An array of numbers is constructed beginning with the numbers $-1\qquad3\qquad1$in the top row. Each adjacent pair of numbers is summed to produce a number in the next row. Each row begins and ends with $-1$ and $1$, respectively.
$$\large{-1}\qquad\large{3}\qquad\large{1}$$
$$\large{-1}\qquad\large{2}\qquad\large{4}\qquad\large{1}$$
$$\large{-1}\qquad\large{1}\qquad\large{6}\qquad\large{5}\qquad\large{1}$$
If the process continues, one of the rows will sum to $12,288$. In that row, what is the third number from the left?
$\textbf{(A) } -29 \qquad\textbf{(B) } -21 \qquad\textbf{(C) } -14 \qquad\textbf{(D) } -8 \qquad\textbf{(E) } -3$
Difficulty: 48/100 — May encourage brute forcing, but overall quite feasible to solve.

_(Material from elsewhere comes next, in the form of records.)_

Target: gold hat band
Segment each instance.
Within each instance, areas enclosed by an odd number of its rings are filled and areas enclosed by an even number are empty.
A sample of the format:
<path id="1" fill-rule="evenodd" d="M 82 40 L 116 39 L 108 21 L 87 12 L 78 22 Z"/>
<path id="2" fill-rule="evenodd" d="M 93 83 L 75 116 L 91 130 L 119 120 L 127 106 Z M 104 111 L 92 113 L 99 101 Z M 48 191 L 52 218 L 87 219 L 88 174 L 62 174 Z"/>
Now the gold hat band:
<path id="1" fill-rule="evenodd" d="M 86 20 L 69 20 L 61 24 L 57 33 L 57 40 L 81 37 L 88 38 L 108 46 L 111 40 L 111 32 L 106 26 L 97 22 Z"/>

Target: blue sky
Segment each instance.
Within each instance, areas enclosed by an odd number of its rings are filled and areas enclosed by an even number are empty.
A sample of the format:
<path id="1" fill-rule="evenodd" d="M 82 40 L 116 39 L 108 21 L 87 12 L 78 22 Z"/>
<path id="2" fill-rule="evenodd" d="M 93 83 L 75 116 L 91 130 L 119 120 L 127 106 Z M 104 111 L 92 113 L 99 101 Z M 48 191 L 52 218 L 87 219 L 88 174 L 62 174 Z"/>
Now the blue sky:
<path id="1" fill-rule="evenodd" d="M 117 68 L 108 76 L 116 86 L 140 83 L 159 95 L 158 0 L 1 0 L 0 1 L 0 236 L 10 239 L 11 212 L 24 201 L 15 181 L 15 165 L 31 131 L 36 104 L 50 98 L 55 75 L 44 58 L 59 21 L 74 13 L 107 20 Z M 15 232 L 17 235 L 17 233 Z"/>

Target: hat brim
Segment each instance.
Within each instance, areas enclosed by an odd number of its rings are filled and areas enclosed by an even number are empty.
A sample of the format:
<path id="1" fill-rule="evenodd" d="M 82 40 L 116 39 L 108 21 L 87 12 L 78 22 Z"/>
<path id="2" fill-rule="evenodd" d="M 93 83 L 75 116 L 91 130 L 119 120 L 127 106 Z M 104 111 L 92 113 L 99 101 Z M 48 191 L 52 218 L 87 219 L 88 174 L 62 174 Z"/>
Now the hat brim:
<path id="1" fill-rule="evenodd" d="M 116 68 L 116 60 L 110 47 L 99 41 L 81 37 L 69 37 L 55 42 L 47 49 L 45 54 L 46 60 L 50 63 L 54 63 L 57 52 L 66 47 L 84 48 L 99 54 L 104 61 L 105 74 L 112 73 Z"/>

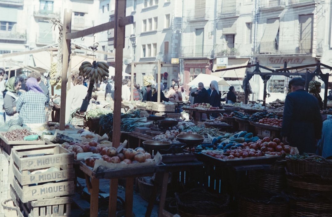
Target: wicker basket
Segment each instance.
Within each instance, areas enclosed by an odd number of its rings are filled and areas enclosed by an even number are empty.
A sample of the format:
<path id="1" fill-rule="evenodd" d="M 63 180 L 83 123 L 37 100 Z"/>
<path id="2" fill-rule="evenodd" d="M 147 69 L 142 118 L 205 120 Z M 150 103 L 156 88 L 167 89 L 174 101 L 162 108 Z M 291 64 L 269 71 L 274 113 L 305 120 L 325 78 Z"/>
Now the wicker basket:
<path id="1" fill-rule="evenodd" d="M 326 160 L 321 156 L 309 154 L 305 159 L 292 160 L 291 156 L 286 156 L 287 170 L 289 172 L 297 175 L 313 173 L 323 177 L 332 178 L 332 160 Z M 318 157 L 322 159 L 318 162 L 313 160 Z"/>
<path id="2" fill-rule="evenodd" d="M 332 202 L 321 196 L 290 198 L 290 217 L 332 217 Z"/>
<path id="3" fill-rule="evenodd" d="M 286 174 L 288 193 L 296 197 L 310 198 L 312 195 L 321 195 L 332 199 L 332 178 L 316 174 Z"/>
<path id="4" fill-rule="evenodd" d="M 270 169 L 248 171 L 250 187 L 260 191 L 280 193 L 286 186 L 286 160 L 276 161 Z"/>
<path id="5" fill-rule="evenodd" d="M 195 188 L 175 193 L 178 213 L 181 217 L 224 217 L 228 210 L 229 196 Z"/>
<path id="6" fill-rule="evenodd" d="M 138 191 L 142 198 L 148 202 L 151 196 L 151 192 L 152 192 L 152 188 L 153 185 L 148 183 L 144 180 L 143 177 L 138 177 L 137 178 L 137 183 L 138 186 Z M 155 203 L 158 203 L 159 201 L 155 200 Z"/>
<path id="7" fill-rule="evenodd" d="M 287 216 L 288 201 L 280 195 L 250 192 L 239 197 L 238 202 L 239 217 Z"/>

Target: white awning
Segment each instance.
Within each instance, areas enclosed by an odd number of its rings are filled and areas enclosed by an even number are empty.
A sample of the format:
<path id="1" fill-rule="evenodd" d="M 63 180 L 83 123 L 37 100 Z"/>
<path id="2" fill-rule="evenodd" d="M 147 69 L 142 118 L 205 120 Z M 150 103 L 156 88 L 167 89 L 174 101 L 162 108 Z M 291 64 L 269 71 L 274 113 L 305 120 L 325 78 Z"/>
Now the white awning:
<path id="1" fill-rule="evenodd" d="M 228 65 L 226 67 L 227 68 L 233 68 L 246 66 L 248 65 L 249 59 L 247 58 L 242 59 L 228 59 Z M 231 70 L 226 70 L 221 72 L 212 73 L 211 74 L 213 75 L 220 77 L 221 78 L 244 78 L 246 76 L 246 70 L 247 68 L 244 68 L 240 69 L 237 69 Z M 213 65 L 213 71 L 217 70 L 217 65 L 214 64 Z"/>
<path id="2" fill-rule="evenodd" d="M 261 40 L 260 53 L 269 53 L 274 51 L 275 41 L 279 29 L 279 18 L 268 19 Z"/>

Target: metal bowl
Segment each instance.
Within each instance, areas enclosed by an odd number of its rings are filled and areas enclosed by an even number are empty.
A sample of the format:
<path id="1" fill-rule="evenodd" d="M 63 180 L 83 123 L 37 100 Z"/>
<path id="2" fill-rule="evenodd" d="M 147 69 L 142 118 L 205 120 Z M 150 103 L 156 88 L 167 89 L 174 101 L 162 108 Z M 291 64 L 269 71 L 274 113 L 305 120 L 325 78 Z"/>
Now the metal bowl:
<path id="1" fill-rule="evenodd" d="M 166 141 L 149 140 L 143 141 L 143 145 L 146 148 L 167 149 L 169 148 L 172 142 Z"/>
<path id="2" fill-rule="evenodd" d="M 194 145 L 202 144 L 204 140 L 204 137 L 197 134 L 179 134 L 176 136 L 178 140 L 185 143 L 188 145 Z"/>
<path id="3" fill-rule="evenodd" d="M 149 120 L 152 120 L 153 121 L 158 121 L 158 120 L 163 120 L 165 119 L 165 116 L 149 116 L 146 117 L 146 119 Z"/>
<path id="4" fill-rule="evenodd" d="M 159 122 L 159 126 L 163 127 L 171 127 L 178 125 L 179 121 L 173 120 L 163 120 Z"/>

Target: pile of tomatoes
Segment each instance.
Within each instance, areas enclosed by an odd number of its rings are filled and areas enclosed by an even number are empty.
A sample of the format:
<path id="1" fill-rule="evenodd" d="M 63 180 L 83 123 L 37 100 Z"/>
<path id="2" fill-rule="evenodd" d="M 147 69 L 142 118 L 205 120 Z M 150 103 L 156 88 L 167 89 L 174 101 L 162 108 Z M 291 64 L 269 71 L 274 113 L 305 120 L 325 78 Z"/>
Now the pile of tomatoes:
<path id="1" fill-rule="evenodd" d="M 276 126 L 281 127 L 283 124 L 283 119 L 278 119 L 276 117 L 274 118 L 265 117 L 260 119 L 259 122 L 260 123 L 264 123 L 271 126 Z"/>
<path id="2" fill-rule="evenodd" d="M 239 147 L 233 146 L 223 153 L 208 151 L 207 154 L 217 158 L 225 160 L 241 159 L 249 157 L 260 157 L 265 154 L 280 156 L 283 154 L 295 154 L 294 150 L 289 145 L 284 145 L 280 139 L 275 138 L 272 141 L 266 137 L 256 142 L 243 142 Z"/>

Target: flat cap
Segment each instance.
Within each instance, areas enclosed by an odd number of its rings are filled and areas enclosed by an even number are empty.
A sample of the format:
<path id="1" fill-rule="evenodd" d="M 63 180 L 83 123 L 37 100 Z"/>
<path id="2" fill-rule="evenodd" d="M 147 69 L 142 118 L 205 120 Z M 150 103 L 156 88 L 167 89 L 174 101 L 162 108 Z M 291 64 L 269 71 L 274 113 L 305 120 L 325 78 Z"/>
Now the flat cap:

Core Concepts: arithmetic & geometric sequences, Pascal's triangle
Challenges: Deriving the row sum formula; calculating the third term without resorting to brute force.
Techniques: Pattern recognition of the geometrically increasing row sums; inductive reasoning.
Error-prone Steps: Off-by-one error when finding the desired row.
Ideal Time:
Experienced: ≤ 1.5-2 min
Intermediate: ≤ 3-4 min
Beginner: ≤ 8 min